Benefits, side effects & risks

Benefits

Due its effects on the endometrium, 52mg LNG-IUS is licenced for endometrial protection in women taking estrogen replacement therapy for 4 years (FSRH supports 5 years, out of licence for HRT add back), and as an effective treatment option in heavy menstrual bleeding.  The lower dosed LNG-IUS are not licenced for the treatment of menorrhagia or endometrial protection though they may have some effect.

52mg LNG-IUS may also have a protective role against endometrial cancer and cervical cancer.  There may be some protection against endometrial and ovarian cancer with the Cu-IUD.

Risks

Studies have shown no significant differences in BMD with women using IUC and controls.

While data is limited, there is no evidence to suggest LNG-IUS use increases the risk of VTE or MI.  However, for women who develop thromboembolic disease while using LNG-IUS, UKMEC recommend risks outweigh the benefits (in keeping with other POC).  For women with either multiple risk factors for cardiovascular disease, stroke, current or history of ischaemic heart disease, or a history or current VTE there is no restriction for the use of the Cu-IUD.

There is limited research into the safety of LNG-IUS and the risk of breast cancer.  There is a weak suggestion that it may have an adverse effect and for that reason UKMEC have advised it an unacceptable choice for women with current breast cancer (UKMEC4) and risks outweighing benefits for those women with a history of breast cancer (UKMEC3), irrespective of receptor status.

LNG-IUS is associated with an increase incidence in ovarian cysts though these are benign and often resolve spontaneously.  This appears to be dose dependent and is more frequent with 52mg rather than the 19.5 and 13mg LNG-IUS.  IUC has not been associated with an increased risk of ovarian cancer. 

Whilst the absolute risk of ectopic pregnancy is low with IUC, if a pregnancy does occur, there is a greater tendency for it to be ectopic (up to 50% in some studies).  Any positive pregnancy test during IUC use requires an urgent pelvic ultrasound to exclude ectopic and clarify IUC position. 

IUC has been linked to an increase in PID, though some studies suggest similar rates of PID to other forms of contraception.  It remains important to screen the women at higher risk before coil insertion.   Chronic pelvic pain is much more common though, and approximately a third of women cite this as the reason for wanting early removal. 

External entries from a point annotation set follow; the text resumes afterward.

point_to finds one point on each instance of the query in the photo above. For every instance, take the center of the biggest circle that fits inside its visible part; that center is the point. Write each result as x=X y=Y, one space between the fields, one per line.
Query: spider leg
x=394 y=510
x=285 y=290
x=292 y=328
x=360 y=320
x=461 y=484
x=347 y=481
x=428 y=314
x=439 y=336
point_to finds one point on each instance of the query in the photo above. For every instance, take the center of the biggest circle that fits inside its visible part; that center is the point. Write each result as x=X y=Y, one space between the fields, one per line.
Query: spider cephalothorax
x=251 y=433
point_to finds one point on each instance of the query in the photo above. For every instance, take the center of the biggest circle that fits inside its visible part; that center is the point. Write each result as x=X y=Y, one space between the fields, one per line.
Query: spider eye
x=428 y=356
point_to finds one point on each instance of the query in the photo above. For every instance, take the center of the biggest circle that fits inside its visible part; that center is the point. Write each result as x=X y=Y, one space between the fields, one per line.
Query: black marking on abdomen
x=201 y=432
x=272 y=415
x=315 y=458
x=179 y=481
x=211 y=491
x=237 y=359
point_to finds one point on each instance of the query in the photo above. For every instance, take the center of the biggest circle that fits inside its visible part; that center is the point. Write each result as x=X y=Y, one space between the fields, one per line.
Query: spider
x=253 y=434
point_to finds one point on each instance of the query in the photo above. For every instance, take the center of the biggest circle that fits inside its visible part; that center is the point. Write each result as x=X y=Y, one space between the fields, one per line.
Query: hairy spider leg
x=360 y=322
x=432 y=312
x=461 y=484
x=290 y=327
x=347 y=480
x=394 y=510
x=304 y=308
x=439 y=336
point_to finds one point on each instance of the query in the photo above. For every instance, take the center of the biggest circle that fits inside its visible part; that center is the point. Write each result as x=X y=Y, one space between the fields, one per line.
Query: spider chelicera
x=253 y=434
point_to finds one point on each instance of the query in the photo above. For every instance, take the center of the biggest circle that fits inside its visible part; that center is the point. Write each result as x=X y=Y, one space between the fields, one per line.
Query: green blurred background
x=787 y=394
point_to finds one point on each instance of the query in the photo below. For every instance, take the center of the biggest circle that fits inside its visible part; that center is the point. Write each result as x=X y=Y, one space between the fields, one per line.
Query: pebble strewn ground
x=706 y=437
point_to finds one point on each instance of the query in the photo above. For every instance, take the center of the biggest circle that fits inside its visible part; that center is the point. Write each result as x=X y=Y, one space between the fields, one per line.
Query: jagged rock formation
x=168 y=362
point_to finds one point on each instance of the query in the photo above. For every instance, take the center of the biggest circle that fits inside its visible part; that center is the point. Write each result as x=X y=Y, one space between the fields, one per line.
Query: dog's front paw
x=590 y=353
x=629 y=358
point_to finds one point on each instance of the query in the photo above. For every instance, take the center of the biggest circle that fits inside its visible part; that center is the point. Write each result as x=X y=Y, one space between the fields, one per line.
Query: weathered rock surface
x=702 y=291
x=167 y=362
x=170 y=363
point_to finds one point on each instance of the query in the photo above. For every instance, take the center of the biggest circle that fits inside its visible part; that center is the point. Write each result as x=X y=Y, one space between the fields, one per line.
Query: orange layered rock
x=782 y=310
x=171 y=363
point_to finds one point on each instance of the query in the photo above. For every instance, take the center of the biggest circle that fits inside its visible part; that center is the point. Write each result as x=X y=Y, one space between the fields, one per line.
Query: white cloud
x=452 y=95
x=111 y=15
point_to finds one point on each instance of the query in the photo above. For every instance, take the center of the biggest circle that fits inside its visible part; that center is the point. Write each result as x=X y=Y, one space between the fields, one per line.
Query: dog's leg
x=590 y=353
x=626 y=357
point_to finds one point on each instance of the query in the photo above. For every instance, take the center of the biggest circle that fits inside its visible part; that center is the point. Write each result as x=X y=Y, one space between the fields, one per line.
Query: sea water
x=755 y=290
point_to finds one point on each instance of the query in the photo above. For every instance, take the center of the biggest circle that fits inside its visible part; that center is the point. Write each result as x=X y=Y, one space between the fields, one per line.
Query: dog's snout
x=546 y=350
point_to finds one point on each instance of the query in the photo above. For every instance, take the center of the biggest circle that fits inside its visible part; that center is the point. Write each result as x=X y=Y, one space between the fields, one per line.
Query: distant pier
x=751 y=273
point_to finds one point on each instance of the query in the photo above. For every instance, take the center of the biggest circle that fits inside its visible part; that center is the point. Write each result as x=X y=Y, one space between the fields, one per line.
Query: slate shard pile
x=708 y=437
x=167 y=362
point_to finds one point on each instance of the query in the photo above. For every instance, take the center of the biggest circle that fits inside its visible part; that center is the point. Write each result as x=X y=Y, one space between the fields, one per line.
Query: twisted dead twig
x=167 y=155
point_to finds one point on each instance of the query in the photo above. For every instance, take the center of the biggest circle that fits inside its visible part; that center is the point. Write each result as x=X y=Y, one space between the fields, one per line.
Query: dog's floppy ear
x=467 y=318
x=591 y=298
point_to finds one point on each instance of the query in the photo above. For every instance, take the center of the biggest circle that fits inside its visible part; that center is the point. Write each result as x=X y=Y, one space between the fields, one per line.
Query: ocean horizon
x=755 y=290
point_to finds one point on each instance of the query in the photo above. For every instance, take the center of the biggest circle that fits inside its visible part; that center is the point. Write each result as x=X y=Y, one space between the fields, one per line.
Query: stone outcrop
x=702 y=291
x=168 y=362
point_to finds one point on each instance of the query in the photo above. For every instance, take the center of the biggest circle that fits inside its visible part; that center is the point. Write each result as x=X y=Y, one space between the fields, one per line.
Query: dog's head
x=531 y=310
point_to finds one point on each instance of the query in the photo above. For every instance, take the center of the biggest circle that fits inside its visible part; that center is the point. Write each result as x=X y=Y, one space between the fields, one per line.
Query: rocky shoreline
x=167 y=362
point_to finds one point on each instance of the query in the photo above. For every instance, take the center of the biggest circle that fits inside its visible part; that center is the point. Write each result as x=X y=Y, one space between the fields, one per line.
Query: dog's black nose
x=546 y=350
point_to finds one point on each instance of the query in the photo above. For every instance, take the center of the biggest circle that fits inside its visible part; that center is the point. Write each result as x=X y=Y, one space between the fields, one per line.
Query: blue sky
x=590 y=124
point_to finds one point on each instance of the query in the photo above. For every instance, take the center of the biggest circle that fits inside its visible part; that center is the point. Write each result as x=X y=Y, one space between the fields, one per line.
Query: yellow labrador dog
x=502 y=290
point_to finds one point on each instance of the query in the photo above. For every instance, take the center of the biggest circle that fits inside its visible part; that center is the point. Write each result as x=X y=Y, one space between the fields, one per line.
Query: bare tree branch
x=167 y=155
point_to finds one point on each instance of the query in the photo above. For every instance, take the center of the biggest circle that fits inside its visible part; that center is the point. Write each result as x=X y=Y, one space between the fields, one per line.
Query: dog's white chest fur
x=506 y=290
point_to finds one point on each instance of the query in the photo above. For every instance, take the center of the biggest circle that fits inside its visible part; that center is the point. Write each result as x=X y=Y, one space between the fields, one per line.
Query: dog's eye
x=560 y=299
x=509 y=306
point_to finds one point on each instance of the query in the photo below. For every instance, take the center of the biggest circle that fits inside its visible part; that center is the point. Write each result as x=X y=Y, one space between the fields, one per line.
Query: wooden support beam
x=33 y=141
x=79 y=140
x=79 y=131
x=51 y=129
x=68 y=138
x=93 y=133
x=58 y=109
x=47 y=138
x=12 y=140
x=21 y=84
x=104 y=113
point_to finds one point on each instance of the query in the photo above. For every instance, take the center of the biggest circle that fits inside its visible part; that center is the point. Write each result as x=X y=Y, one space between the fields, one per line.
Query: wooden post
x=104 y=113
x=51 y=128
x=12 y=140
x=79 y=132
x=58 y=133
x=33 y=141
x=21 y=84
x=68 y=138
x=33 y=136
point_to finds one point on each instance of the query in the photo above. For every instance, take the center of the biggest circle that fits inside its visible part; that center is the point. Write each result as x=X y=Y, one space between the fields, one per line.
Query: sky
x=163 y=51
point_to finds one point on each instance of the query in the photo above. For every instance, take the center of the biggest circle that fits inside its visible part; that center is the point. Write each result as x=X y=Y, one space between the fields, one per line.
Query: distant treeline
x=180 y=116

Expulsion: it is estimated 1 in 20 will fall out, usually in the first 3 months.

Although the insertion procedure does carry a risk of perforation, incidence remains small (estimated to be 2 in 1000). 

Current data suggests return to fertility after IUC is similar to methods.

Side effects

Altered menstrual bleeding pattern is common in both LNG-IUS and Cu-IUD.  Whereas more women on 52mgLNG-IUS will experience amenorrhoea over time compared with the Cu-IUD, some will experience longer and more frequent bleeding.  Cu-IUD can cause menorrhagia, especially in the first few months of use.  Discontinuation rates for 52mg LNG-IUS and Cu-IUD are similar.  There is some evidence to suggest bleeding patterns in all IUC will improve/settle with time after insertion, but it remains one of the most common reasons cited for removal, with 20% of women complaining or irregular or heavy bleeding after 1 year. 

Recurrent vaginal infections, bacterial vaginosis and candida infection, can be a problem, especially with Cu-IUD, and cessation should be discussed with the patient if this is the case.

Some women report hormonal side effects such as acne, headaches, reduced libido, weight gain, breast tenderness and mood changes, though discontinuation rates for side effects is similar for both Cu-IUD and LNG-IUS.

The insertion procedure itself can be painful for the woman and some will experience a vasovagal reaction, bradycardia or other arrhythmia.  While this will resolve in most women with simple resuscitation measures, rarely the bradycardia persists and iv/im may be needed.